If you have been following our live streams (TV won't allow me to advertise where it is, but I have no doubt that you can find it easily) then you know that price action has been nudged to its present location and, in doing so, many multi-million dollar bids were filled overnight. You also know that we were expecting upward movement overnight as indicators became oversold and potential bullish divergence built. There is massive support in the $7200 range as visible on TensorCharts.com and clear skies above which means price currently has little resistance above it. The wave 2 scenario is the 6H chart on the left while the subwave 4 scenario is the 1H chart on the right. (UPDATE: A large ask has been set at $7500 just now, so be wary if currently trading this area.)

My expectation is for price to follow the blue outline if it continues higher. This blue line is not an expected wave count or timeline, rather it's just a description of the general movement I expect to see. If price follows this pattern, then it will complete and IHS with a target in the mid-$8100s. Remember, in order to be a valid IHS, we would need to see price spread increasing and volume expanding as price completes the right should and breaches the neckline.

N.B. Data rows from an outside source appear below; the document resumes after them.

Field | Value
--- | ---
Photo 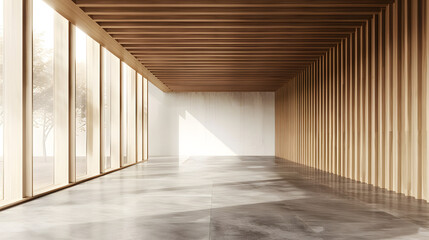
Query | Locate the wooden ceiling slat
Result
[75,0,392,92]
[91,13,372,22]
[75,0,392,7]
[82,5,381,16]
[98,20,365,30]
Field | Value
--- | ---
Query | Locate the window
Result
[142,78,148,160]
[137,74,144,162]
[121,63,136,165]
[75,29,88,178]
[101,48,120,171]
[0,0,4,199]
[33,0,68,192]
[75,29,100,179]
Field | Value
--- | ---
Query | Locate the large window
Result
[75,29,100,179]
[101,48,120,171]
[137,74,147,161]
[75,29,88,178]
[121,63,136,165]
[0,0,4,200]
[137,74,144,162]
[0,0,147,207]
[33,0,68,191]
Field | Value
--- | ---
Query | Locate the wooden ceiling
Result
[75,0,392,91]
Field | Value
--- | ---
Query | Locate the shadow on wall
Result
[149,84,274,157]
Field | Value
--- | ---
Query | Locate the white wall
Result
[149,83,274,157]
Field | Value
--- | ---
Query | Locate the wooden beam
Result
[45,0,170,92]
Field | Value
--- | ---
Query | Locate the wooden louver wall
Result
[276,0,429,200]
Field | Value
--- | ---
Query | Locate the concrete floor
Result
[0,157,429,240]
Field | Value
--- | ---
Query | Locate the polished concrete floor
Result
[0,157,429,240]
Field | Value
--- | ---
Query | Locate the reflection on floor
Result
[0,157,429,240]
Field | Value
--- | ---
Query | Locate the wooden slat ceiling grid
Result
[75,0,392,91]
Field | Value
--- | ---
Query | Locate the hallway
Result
[0,157,429,239]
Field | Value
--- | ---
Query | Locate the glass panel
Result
[121,63,129,164]
[76,28,88,178]
[0,0,4,199]
[33,0,55,189]
[102,48,111,169]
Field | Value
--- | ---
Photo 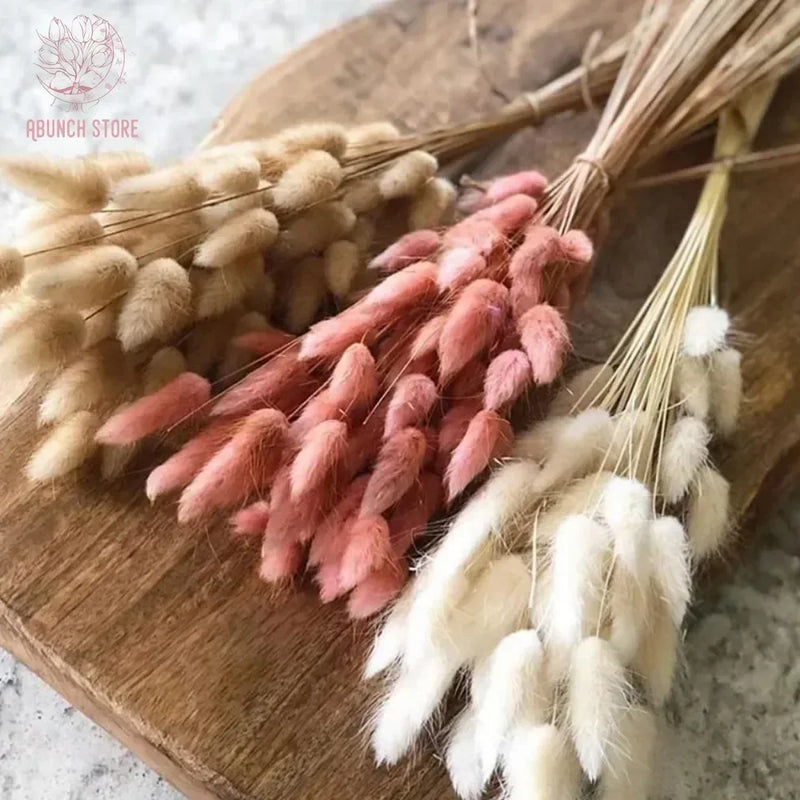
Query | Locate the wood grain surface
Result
[0,0,800,800]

As price reaches the top of the DBW that it has been in, we will have to take a look at price action and volume to get a better understanding of its direction. Continuing beyond the IHS target is an indication we are then completing subwave 5 of the larger wave 1, while a breakdown in that area suggests we are completing the larger wave 2 which would require price to retrace one more time before heading upward beyond $9000 to complete the larger wave 3.

The only thing a trader controls is how much they lose, so they should be spending much more time perfecting their risk management than anything else. Unfortunately, this is usually the last thing retail traders spend any time on at all, and that's why most end up losing their money quick, fast, and in a hurry. The casino mindset will wreck your capital every time.